Blizzard's Diablo series will always call the PC home. However, the PS3 version of its third installment presents enough constructive distinction to breathe new life into the franchise, thereby giving strictly console gamers a chance to experience Diablo III on their own terms. Not having played any of the previous entries doesn't limit one's enjoyment of the game in the slightest, but, as is typically the case with Blizzard, being a brand loyalist results in plenty of canny callbacks likely to induce gleeful nostalgia. From the classic background music cues to the decidedly trademark macabre Blizzard visuals (albeit moderately downgraded in overall quality from those of its PC counterpart), Diablo III is a love letter to fans who've been there from the beginning, as well as an open invitation to novices who've yet to venture into the deepest caverns of hell, hectically laying waste to countless monstrous adversaries and looting them for all they're worth as they go.
Diablo III is more than just a ho-hum cash-grab port, and it's clear that when developing the keyboard-less variation of the game, Blizzard took the most nagging criticisms of the original to heart. No longer must an operational Internet connection be established at all times. The relentlessly taxing auction houses have been completely exiled. Legendary item-drop rates have been significantly increased. Most important of all, perhaps, is that the majority of the stiff control issues have been wiped away in the transition from point-and-click slaughtering to gamepad-orchestrated killing sprees. The action feels faster-paced and more fluid this time around, as using the left analog stick for general movement in succession with the right for a refined evade tactic is an intuitive maneuverability scheme that generally bests the PC's by a considerable margin. The main issue is the lack of precise aiming that vanishes with the departure of a mouse; long-distance attacks may miss their marks more often than not, but it's a fair price to pay for the comprehensive flexibility of handling your character with the progressively forgiving nature of a tightly clutched DualShock 3.
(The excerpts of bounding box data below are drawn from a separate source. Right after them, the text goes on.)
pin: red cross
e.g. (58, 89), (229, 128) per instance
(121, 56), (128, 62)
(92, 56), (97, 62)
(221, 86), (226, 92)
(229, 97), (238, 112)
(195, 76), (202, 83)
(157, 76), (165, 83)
Jumping into the fray in Diablo III is as quick and easy as hacking a low-level demon in half. The five available classes (Witch Doctor, Barbarian, Wizard, Monk, and Demon Hunter) all offer an extensive variety of skills to learn and perfect, and dealing heavy damage to oncoming enemies is a pastime that's almost as entertaining alone as it is when dismantling foes with a group of friends. However, some of the cracks in the PS3's presentation become increasingly visible when battles reach a massive scale: The framerate occasionally approaches a persistent chug and texture blurring is an unavoidable annoyance. Outside of combat, the reprogrammed non-keystroke-managed option windows feel dated and uninspired, looking like basic pause-screen interfaces from any mid-'90s adventure RPG. On the other hand, inventory system functionality has been specifically tailored for the PS3; using the D-pad for an array of collectable-related commands (scan/equip/drop), in addition to a larger pickup quantity space, relieves some of the woes in relation to the utter plainness of the game's menu designs.
Aside from the magnanimously upsurged Legendary loot-drop rates, the single most praiseworthy aspect of Diablo III is its winning revival of epic living-room cooperative-mode sessions. Have you found yourself in need of a break from the four-player 2D side-scrolling anime-style murder quests of Dragon's Crown? Diablo III should do the trick in a pinch. Online scenarios are pleasant enough, but nothing special. The developers at Blizzard have proven that they know what stands the test of time in this field, and they don't shy away from that here. On the whole, this is one of the better PC-to-PS3 ports to come along in the dying days of the current generation, and with an expansion pack and a PS4 edition scheduled for 2014, presumably, Diablo III won't require a sequel for at least another decade.